There were 169 households, out of which 46.2% had children under the age of 18 living with them, 68.6% were married couples living together, 14.2% had a female householder with no husband present, and 12.4% were non-families. 10.1% of all households were made up of individuals, and 7.1% had someone living alone who was 65 years of age or older. The average household size was 4.02 and the average family size was 4.32.

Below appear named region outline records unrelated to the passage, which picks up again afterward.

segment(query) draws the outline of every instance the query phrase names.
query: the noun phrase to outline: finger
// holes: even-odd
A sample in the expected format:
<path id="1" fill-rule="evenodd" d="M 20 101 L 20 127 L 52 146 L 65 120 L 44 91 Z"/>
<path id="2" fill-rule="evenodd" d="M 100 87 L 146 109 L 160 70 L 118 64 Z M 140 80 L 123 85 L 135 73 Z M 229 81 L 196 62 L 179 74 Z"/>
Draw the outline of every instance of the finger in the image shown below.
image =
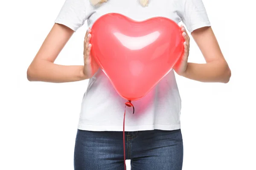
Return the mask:
<path id="1" fill-rule="evenodd" d="M 89 44 L 89 45 L 88 45 L 88 48 L 87 48 L 87 50 L 86 50 L 86 58 L 87 59 L 90 58 L 90 51 L 92 45 L 91 44 Z"/>
<path id="2" fill-rule="evenodd" d="M 87 40 L 86 40 L 86 42 L 85 42 L 85 48 L 87 50 L 88 47 L 89 46 L 89 45 L 90 44 L 90 39 L 92 37 L 92 35 L 90 34 L 88 34 L 88 36 L 87 37 Z"/>
<path id="3" fill-rule="evenodd" d="M 91 63 L 91 57 L 90 57 L 90 51 L 92 45 L 89 44 L 87 50 L 86 51 L 86 53 L 84 56 L 84 65 L 88 65 Z"/>
<path id="4" fill-rule="evenodd" d="M 183 55 L 182 60 L 183 61 L 186 61 L 189 55 L 189 48 L 186 41 L 184 42 L 183 45 L 184 45 L 184 55 Z"/>
<path id="5" fill-rule="evenodd" d="M 85 33 L 85 36 L 84 36 L 84 40 L 87 39 L 87 37 L 88 37 L 88 34 L 90 33 L 91 32 L 91 30 L 90 28 L 89 27 L 87 31 L 86 31 L 86 33 Z"/>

In the city, the population was spread out, with 36.6% under the age of 18, 12.9% from 18 to 24, 25.1% from 25 to 44, 17.8% from 45 to 64, and 7.5% who were 65 years of age or older. The median age was 25 years. For every 100 females, there were 94.3 males. For every 100 females age 18 and over, there were 91.6 males.

The median income for a household in the city was $22,500, and the median income for a family was $23,542. Males had a median income of $19,236 versus $14,531 for females. The per capita income for the city was $6,761. About 31.3% of families and 39.5% of the population were below the poverty line, including 53.4% of those under age 18 and 32.7% of those age 65 or over.

==Government and infrastructure==
The United States Postal Service operates the San Perlita Post Office.

==Education==
San Perlita is served by the San Perlita Independent School District.

In addition, South Texas Independent School District operates magnet schools that serve the community.